More findings on the cannabinoid CBN could lead to the development of new treatments for neurodegenerative diseases such as Alzheimer’s and Parkinson’s, say researchers.
A new study by scientists at the Salk Institute in California suggests CBN has the potential for treating age-related neurodegenerative diseases like Alzheimer’s.
Derived from the cannabis plant, CBN is similar to THC but is not psychoactive and is less heavily regulated by bodies such as the FDA.
Previous research by senior author Pamela Maher, a research professor and head of Salk’s Cellular Neurobiology Laboratory, found that CBN had neuroprotective properties, but it wasn’t clear how it worked.
These new findings, published in the journal Free Radical Biology and Medicine, explain how CBN protects brain cells from damage and death.
“We’ve found that cannabinol protects neurons from oxidative stress and cell death, two of the major contributors to Alzheimer’s,” says Maher.
“This discovery could one day lead to the development of new therapeutics for treating this disease and other neurodegenerative disorders, like Parkinson’s disease.”
Maher’s team looked at the process of oxytocin, which is thought to occur in the ageing brain and which growing evidence suggests may be a cause of Alzheimer’s disease.
In the study, the scientists treated nerve cells with CBN and introduced an agent to stimulate oxidative damage.
They found that the CBN worked by protecting mitochondria, the cell’s powerhouses, within the neurons. In damaged cells, oxidation causes the mitochondria to curl up like doughnuts—a change also seen in ageing cells taken from the brains of people with Alzheimer’s disease.
However, treating cells with CBN prevented the mitochondria from curling up and kept them functioning well.
To confirm the interaction between CBN and mitochondria, researchers replicated the experiment in nerve cells with the mitochondria removed. In these cells, CBN no longer demonstrated its protective effect.
“We were able to directly show that maintenance of mitochondrial function was specifically required for the compound’s protective effects,” Maher said.

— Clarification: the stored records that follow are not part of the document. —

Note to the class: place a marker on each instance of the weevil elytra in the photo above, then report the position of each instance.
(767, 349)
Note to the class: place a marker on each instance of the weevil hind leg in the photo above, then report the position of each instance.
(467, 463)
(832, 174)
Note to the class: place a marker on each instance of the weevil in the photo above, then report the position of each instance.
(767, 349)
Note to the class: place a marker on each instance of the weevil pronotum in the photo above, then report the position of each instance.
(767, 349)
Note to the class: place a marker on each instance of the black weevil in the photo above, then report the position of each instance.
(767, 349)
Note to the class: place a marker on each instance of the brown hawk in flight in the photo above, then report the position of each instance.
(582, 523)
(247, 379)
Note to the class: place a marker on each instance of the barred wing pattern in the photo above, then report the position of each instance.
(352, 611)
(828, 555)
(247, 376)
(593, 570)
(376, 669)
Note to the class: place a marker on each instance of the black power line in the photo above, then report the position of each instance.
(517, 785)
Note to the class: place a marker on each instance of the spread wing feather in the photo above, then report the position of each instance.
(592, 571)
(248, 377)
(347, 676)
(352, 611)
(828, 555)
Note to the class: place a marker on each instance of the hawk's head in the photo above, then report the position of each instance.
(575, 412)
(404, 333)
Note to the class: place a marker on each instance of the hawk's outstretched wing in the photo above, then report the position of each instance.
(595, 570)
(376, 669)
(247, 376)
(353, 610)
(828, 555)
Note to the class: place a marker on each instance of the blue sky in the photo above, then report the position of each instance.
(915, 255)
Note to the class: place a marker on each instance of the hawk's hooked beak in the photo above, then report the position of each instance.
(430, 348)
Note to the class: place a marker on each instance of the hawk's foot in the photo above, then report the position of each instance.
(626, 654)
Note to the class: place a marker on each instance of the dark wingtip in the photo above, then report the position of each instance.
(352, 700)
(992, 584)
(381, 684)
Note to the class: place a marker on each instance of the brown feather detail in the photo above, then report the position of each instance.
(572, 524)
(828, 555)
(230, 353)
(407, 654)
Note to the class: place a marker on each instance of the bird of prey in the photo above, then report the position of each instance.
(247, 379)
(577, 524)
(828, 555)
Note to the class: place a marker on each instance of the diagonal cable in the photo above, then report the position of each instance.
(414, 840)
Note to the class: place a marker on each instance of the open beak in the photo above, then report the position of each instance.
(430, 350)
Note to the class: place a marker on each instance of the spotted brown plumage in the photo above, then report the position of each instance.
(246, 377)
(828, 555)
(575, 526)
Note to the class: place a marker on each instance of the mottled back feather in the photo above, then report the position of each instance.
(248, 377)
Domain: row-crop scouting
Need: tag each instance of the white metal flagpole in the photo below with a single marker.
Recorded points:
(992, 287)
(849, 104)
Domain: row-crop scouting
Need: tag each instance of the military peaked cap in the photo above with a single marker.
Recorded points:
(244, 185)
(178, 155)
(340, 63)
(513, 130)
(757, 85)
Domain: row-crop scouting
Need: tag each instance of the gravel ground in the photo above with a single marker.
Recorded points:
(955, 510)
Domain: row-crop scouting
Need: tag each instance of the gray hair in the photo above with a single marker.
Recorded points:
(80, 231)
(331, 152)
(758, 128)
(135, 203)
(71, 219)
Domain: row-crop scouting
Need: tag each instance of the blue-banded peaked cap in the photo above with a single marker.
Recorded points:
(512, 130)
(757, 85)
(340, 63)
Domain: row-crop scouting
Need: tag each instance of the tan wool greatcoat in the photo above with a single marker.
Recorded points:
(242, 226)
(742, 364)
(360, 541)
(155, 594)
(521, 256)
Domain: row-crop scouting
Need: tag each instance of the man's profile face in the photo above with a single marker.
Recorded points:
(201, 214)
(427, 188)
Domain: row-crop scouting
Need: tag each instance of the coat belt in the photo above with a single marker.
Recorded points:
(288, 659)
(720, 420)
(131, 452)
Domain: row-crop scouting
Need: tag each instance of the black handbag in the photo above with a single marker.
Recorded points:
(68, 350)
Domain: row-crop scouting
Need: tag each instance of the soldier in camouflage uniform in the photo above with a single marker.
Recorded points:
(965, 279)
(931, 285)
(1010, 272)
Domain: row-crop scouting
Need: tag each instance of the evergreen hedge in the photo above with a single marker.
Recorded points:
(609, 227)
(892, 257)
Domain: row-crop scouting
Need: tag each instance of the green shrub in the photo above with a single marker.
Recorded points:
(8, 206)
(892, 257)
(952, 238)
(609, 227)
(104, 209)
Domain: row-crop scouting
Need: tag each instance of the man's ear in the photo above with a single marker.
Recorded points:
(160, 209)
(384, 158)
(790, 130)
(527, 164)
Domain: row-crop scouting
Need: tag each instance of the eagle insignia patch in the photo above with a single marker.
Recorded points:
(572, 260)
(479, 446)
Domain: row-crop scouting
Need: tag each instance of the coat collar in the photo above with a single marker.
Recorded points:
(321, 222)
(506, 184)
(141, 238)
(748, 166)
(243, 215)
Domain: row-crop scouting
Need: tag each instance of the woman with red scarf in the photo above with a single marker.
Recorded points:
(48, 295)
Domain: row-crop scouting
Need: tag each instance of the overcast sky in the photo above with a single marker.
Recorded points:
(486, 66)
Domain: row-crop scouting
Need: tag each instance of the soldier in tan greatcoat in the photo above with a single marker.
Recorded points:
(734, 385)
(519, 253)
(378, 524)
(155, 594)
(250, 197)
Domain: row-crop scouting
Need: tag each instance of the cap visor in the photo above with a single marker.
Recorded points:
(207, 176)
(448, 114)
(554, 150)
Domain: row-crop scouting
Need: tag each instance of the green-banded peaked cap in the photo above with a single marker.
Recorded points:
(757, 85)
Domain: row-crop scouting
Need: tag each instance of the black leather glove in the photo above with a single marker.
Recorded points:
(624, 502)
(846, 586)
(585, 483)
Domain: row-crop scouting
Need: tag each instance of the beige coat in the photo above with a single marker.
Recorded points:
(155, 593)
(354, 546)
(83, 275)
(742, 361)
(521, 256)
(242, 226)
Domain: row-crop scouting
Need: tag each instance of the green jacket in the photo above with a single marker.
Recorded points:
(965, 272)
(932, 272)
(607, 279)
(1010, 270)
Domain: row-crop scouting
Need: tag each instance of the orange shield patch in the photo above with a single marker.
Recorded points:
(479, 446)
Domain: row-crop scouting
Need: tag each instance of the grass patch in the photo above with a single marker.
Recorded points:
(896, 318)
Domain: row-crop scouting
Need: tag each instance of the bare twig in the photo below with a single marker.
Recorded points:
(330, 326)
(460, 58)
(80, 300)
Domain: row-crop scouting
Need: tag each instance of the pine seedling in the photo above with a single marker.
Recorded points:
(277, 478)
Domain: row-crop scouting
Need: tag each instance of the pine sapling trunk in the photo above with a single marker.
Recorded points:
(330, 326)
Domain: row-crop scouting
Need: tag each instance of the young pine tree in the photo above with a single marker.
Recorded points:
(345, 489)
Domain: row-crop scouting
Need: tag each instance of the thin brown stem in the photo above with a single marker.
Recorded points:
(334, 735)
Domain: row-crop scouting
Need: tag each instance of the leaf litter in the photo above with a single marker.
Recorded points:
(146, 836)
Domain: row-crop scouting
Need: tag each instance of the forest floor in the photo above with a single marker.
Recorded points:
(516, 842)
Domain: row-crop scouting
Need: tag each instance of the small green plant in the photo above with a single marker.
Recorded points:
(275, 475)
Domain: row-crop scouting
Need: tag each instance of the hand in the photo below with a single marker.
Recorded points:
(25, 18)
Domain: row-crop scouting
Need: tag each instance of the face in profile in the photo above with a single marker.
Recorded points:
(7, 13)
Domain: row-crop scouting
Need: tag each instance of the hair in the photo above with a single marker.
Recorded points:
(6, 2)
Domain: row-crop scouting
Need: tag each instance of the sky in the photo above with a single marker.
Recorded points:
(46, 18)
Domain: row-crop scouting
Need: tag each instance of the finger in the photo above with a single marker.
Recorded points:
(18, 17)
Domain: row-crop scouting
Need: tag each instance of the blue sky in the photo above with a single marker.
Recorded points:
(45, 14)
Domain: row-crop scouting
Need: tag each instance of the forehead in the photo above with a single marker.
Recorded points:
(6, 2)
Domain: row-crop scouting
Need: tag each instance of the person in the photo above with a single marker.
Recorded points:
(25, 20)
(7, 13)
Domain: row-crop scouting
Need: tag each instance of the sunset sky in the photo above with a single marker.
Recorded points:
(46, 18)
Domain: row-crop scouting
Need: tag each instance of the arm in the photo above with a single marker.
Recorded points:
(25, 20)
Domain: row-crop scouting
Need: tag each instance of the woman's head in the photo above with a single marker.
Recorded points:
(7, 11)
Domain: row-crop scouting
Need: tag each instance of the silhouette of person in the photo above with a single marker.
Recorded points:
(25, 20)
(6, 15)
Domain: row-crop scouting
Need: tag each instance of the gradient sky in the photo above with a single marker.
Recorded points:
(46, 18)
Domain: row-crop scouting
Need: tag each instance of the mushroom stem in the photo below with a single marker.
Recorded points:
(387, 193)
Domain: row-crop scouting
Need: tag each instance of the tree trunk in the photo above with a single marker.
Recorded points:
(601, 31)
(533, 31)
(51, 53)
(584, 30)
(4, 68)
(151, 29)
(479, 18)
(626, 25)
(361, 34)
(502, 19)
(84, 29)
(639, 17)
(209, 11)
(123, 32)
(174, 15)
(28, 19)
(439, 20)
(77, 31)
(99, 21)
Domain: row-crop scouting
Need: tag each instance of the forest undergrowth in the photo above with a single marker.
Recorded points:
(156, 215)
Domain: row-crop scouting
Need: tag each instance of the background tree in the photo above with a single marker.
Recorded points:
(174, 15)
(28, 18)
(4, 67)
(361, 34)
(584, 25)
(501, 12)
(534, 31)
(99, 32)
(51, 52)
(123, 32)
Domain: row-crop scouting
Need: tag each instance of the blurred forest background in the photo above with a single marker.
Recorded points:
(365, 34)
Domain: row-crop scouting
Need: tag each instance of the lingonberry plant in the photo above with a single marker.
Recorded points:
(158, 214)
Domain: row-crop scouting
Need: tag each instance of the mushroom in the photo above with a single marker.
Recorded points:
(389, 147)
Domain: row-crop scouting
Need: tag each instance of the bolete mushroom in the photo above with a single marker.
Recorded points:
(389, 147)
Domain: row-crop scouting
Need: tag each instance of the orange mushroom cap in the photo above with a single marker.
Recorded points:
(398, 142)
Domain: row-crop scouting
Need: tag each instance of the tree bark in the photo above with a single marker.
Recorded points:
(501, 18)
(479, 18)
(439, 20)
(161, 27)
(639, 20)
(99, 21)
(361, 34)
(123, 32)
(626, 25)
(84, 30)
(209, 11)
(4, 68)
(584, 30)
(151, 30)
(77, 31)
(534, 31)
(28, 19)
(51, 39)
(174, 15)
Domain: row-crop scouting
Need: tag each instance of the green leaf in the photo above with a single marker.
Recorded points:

Potential for other diseases
In another key finding, researchers showed that CBN did not activate cannabinoid receptors, which are required for cannabinoids to produce a psychoactive response. Thus, CBN therapeutics would work without causing the individual to become “high.”
First author Zhibin Liang, a postdoctoral fellow in the Maher lab, said, “CBN is not a controlled substance like THC, the psychotropic compound in cannabis, and evidence has shown that CBN is safe in animals and humans. Because CBN works independently of cannabinoid receptors, CBN could also work in a wide variety of cells with ample therapeutic potential.”
In addition to Alzheimer’s, the findings have implications for other neurodegenerative diseases, such as Parkinson’s, which is also linked to glutathione loss.
“Mitochondrial dysfunction is implicated in changes in various tissues, not just in the brain and ageing, so the fact that this compound can maintain mitochondrial function suggests it could have more benefits beyond the context of Alzheimer’s disease,” Maher said.
She added that the study shows the need for further research into CBN and other lesser-studied cannabinoids.